Read more at: http://www.nationalreview.com/corner/427338/obama-anger
― The burrito of ennui (Alfred, Lord Sotosyn), Thursday, 19 November 2015 18:31 (ten years ago)
What does "America is the greatest country in the world" even mean? Greatest at everything? In that case, we should sweep all the medals in the Olympics. Except we don't, so it couldn't mean that. Greatest at some things, but not others? Then we're just like every other country in the whole world. But then... that would be saying nothing. (Aha!)
― Aimless, Thursday, 19 November 2015 18:46 (ten years ago)
do political leaders in other countries routinely claim that their countries are the greatest in the world?
― Karl Malone, Thursday, 19 November 2015 18:51 (ten years ago)
https://www.youtube.com/watch?v=TUNxdG_4DqI
― Resting Bushface (Phil D.), Thursday, 19 November 2015 18:55 (ten years ago)
What does "America is the greatest country in the world" even mean?
It means we should not look to the rest of the world for alternate ways of doing things when we can easily and comfortably regress into self-affirmation.
― AdamVania (Adam Bruneau), Thursday, 19 November 2015 19:25 (ten years ago)
american exceptionalism is the GOPs Santa: they don't believe in it really but damned if they'll let anyone argue the point because WHAT IF THE CHILDREN HEAR
― i made a scope for my laser musket out of some (forksclovetofu), Thursday, 19 November 2015 20:39 (ten years ago)
Kevin Williamson thinks he's so delicious:
by Kevin D. Williamson November 23, 2015 11:19 AM @kevinNR I spent part of the morning listening to the Michael Smerconish program (incidentally, now the most entertaining thing, certainly the most bearable thing, on political radio) and the subject was the controversy at Princeton over the fact that a school is named after that university’s and this nation’s former president, Woodrow Wilson. The complaint is that Wilson (Democrat, in case you’ve forgotten) was a racist, which is of course true: The father of American progressivism was an admirer of the Ku Klux Klan, among other things. This will come as no surprise to those of you who read Jonah Goldberg (which should be all of you). One of Smerconish’s callers wondered whether such ahistorical standards (Wilson’s opinions were horrifying, but they were not unusual for his time, nor unusual among progressives) would be applied to figures who were not white, male, American political leaders?
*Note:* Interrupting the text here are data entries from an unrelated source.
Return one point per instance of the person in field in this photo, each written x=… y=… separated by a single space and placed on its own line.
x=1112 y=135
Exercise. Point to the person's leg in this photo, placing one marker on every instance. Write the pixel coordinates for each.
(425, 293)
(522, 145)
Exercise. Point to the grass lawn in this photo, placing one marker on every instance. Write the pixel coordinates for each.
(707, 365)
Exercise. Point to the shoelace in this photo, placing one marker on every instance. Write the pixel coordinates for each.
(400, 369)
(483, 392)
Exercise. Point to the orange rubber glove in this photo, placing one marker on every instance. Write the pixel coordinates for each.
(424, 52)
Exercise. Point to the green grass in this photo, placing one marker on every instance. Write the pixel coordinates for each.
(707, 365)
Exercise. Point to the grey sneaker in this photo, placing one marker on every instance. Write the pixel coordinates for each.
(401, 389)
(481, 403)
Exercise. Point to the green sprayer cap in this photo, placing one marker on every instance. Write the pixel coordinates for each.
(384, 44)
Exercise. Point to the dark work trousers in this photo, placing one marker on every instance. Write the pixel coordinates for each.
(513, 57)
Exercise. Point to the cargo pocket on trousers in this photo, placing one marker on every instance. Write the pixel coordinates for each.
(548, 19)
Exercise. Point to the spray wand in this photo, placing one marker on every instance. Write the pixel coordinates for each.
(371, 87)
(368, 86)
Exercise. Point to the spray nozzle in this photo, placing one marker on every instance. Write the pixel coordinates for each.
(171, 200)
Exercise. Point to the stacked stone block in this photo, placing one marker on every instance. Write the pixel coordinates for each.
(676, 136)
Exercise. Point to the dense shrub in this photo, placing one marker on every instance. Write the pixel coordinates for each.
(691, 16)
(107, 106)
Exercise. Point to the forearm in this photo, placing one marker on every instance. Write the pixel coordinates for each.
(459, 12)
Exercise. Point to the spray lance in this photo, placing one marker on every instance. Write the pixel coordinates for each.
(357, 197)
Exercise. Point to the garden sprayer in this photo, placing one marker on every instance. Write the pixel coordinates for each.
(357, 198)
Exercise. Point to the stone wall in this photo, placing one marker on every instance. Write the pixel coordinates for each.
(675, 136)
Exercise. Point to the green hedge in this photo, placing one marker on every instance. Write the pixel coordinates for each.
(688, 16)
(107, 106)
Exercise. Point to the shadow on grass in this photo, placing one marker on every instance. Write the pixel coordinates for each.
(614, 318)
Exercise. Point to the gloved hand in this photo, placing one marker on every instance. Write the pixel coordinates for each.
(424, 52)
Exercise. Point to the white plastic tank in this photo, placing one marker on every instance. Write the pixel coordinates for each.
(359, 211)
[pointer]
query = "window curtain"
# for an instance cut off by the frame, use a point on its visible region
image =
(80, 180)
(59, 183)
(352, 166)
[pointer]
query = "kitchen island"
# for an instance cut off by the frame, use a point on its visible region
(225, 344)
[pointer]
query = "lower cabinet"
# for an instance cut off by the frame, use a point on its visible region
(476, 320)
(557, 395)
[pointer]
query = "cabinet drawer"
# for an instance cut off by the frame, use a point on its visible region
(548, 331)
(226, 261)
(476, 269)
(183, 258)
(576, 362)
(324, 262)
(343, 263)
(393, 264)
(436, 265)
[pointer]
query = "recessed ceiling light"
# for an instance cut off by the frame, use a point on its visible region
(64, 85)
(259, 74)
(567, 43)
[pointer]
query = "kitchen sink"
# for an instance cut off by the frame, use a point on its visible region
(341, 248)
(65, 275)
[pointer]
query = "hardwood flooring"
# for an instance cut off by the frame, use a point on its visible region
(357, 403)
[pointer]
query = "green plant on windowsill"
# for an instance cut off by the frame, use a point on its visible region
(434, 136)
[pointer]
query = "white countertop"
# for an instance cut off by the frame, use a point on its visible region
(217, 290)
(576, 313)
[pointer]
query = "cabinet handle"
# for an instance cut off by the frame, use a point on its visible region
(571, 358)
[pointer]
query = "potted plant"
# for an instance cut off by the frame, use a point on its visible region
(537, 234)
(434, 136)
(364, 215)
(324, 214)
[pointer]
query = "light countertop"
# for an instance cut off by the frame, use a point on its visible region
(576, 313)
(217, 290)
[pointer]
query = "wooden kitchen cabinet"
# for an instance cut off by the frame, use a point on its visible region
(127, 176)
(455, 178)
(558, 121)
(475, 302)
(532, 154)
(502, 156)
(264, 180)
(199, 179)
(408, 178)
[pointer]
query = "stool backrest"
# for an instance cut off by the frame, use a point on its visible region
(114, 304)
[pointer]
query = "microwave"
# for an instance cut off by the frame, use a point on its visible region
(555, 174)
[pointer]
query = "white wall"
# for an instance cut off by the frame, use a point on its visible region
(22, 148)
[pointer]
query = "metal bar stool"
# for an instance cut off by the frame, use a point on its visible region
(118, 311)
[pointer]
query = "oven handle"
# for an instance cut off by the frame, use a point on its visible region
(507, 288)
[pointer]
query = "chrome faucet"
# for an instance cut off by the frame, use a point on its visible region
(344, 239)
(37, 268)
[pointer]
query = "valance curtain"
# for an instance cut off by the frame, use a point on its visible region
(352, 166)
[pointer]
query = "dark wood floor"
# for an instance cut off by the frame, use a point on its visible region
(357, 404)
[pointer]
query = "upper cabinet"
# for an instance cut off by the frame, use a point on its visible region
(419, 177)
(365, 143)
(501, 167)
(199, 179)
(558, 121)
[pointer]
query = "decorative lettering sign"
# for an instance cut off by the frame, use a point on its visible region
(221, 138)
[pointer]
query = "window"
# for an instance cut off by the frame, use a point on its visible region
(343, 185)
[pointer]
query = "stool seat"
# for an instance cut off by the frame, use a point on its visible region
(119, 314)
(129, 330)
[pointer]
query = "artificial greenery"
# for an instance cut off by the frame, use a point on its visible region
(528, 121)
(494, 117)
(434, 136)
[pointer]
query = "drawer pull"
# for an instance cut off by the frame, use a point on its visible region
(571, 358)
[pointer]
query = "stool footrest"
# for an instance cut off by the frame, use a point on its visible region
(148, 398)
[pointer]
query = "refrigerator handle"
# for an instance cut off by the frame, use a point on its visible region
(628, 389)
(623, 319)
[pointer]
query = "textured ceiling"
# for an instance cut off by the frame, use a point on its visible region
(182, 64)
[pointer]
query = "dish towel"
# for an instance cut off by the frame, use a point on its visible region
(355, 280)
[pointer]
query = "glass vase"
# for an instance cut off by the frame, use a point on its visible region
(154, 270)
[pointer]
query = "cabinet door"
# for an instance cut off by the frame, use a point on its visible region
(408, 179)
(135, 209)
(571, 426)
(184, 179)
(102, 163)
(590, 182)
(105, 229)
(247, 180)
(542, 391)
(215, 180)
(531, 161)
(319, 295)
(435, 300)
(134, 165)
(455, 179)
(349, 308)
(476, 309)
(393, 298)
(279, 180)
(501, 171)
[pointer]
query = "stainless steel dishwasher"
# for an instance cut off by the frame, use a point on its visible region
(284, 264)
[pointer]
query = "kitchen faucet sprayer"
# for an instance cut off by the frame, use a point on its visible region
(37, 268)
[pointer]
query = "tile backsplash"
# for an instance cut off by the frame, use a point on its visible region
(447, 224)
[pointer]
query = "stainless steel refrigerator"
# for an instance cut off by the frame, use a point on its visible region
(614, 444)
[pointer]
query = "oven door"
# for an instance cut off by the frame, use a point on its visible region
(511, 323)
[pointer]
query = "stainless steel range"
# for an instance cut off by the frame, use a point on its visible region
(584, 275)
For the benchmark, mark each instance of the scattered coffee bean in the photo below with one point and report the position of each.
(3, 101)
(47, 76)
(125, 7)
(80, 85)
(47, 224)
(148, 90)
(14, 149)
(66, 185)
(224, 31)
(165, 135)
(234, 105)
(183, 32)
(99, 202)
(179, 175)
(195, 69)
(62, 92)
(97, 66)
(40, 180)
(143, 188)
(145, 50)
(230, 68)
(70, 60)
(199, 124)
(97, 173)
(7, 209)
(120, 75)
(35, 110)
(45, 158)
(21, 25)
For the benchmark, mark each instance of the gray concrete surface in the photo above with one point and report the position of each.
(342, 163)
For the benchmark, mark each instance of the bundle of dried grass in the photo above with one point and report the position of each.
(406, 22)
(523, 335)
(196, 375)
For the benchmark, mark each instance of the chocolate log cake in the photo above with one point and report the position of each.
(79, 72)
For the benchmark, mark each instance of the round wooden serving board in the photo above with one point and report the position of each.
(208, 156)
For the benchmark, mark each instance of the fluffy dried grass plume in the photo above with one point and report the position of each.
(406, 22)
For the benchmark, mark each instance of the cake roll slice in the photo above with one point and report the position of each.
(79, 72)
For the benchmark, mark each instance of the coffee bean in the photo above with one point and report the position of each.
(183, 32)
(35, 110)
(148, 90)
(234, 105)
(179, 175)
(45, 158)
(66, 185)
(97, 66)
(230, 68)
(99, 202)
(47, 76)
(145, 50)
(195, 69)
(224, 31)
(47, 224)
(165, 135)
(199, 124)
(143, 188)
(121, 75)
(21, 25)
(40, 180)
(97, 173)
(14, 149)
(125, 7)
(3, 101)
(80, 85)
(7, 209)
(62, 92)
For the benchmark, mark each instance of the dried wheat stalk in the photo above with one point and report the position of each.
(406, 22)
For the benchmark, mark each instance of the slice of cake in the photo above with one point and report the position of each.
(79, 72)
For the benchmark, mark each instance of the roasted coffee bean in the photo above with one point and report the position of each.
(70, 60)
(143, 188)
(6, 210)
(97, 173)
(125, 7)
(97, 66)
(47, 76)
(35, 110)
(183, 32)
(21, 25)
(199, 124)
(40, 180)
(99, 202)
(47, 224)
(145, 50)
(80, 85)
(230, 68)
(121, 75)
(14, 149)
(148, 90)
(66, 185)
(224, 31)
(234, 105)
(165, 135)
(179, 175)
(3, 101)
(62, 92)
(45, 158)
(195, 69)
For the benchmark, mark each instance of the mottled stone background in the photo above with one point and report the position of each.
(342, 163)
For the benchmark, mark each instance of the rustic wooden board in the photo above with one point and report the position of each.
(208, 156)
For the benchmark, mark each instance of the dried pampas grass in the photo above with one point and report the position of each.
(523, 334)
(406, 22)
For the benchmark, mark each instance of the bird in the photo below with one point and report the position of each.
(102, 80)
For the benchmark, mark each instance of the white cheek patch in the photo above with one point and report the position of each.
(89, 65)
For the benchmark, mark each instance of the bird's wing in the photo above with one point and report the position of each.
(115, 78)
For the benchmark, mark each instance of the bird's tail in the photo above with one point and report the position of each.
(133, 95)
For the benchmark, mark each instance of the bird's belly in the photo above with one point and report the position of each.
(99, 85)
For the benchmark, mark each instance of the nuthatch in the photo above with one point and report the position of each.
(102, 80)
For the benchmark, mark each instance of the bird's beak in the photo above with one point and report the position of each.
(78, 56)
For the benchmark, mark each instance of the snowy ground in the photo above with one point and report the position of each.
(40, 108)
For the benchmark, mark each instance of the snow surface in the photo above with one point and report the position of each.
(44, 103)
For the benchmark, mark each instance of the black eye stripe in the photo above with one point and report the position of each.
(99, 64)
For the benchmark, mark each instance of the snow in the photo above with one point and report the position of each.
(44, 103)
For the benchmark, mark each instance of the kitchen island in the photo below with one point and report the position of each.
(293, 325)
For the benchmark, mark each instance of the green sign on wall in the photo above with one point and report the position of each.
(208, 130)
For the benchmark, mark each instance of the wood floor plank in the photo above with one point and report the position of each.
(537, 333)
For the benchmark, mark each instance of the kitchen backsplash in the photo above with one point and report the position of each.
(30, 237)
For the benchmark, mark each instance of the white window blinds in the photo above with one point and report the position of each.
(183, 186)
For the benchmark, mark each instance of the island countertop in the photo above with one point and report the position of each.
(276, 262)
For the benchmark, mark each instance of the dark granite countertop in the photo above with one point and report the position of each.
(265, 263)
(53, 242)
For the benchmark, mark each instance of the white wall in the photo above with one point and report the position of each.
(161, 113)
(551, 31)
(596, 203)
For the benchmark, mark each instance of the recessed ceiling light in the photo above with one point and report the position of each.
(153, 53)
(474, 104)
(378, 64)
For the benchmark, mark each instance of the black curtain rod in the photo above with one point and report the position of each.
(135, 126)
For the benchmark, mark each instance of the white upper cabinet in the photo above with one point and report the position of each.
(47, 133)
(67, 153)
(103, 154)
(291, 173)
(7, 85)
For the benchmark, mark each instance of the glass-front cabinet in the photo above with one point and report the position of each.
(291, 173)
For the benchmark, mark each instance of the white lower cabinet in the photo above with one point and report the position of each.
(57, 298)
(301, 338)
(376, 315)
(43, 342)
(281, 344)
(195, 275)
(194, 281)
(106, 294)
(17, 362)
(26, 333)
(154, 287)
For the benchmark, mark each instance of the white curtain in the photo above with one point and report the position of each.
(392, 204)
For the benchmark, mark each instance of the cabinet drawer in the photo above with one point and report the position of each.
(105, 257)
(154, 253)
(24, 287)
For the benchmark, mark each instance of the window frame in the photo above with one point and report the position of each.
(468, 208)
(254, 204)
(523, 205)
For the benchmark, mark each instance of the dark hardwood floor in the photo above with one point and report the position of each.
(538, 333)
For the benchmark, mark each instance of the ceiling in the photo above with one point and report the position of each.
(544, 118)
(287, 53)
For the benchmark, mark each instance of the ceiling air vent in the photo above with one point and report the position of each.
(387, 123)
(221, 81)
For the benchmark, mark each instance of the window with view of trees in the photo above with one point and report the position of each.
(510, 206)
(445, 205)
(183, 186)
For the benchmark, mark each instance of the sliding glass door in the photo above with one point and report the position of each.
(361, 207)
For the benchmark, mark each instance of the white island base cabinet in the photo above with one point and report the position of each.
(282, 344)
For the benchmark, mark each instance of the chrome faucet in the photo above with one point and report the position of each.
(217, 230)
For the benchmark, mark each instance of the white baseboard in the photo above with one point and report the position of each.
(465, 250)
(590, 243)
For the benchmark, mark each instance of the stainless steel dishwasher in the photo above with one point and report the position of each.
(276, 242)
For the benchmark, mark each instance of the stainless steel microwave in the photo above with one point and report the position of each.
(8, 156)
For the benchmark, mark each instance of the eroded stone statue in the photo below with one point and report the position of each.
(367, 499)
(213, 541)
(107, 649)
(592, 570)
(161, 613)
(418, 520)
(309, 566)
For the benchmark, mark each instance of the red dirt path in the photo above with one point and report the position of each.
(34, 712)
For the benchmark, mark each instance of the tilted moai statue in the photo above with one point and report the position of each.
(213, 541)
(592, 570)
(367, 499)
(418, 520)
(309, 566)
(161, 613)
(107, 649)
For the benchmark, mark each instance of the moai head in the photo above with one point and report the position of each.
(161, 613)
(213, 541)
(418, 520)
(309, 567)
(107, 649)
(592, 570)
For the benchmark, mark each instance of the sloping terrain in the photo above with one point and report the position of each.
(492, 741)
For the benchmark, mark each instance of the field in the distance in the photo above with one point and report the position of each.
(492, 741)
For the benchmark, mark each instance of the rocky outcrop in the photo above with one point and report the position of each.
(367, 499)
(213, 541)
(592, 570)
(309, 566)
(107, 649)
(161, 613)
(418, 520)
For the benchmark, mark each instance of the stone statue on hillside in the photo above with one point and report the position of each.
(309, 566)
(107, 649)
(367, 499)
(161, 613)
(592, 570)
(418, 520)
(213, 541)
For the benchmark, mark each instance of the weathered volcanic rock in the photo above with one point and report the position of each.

The obvious answer is: No.
I put before you the case of a man whose published works are full of ugly racial slurs — slurs that were considered offensive even at the time he was writing them — whose political activism was built on demands that the government create and reinforce legal distinctions between the “civilized” races and blacks, who was utterly indifferent toward modern slavery, who denounced blacks as “savages,” who in fact went so far as to demand the forcible relocation of blacks away from non-black communities as a matter of public sanitation, and who supported segregation in housing, education, and hospitals. Asked about apartheid in South Africa, he said: “We believe as much in the purity of races as we think they do.” He held horrifying opinions about the Holocaust. His opinions about women were antediluvian. He participated in a campaign of anti-gay “sexual cleansing,” using the state to enforce traditional religious values. His personal life was thoroughly creepy in ways at least as bad as Thomas Jefferson’s. Which leaves us with the question: What new name are we going to choose for James Madison University’s Mahatma Gandhi Center?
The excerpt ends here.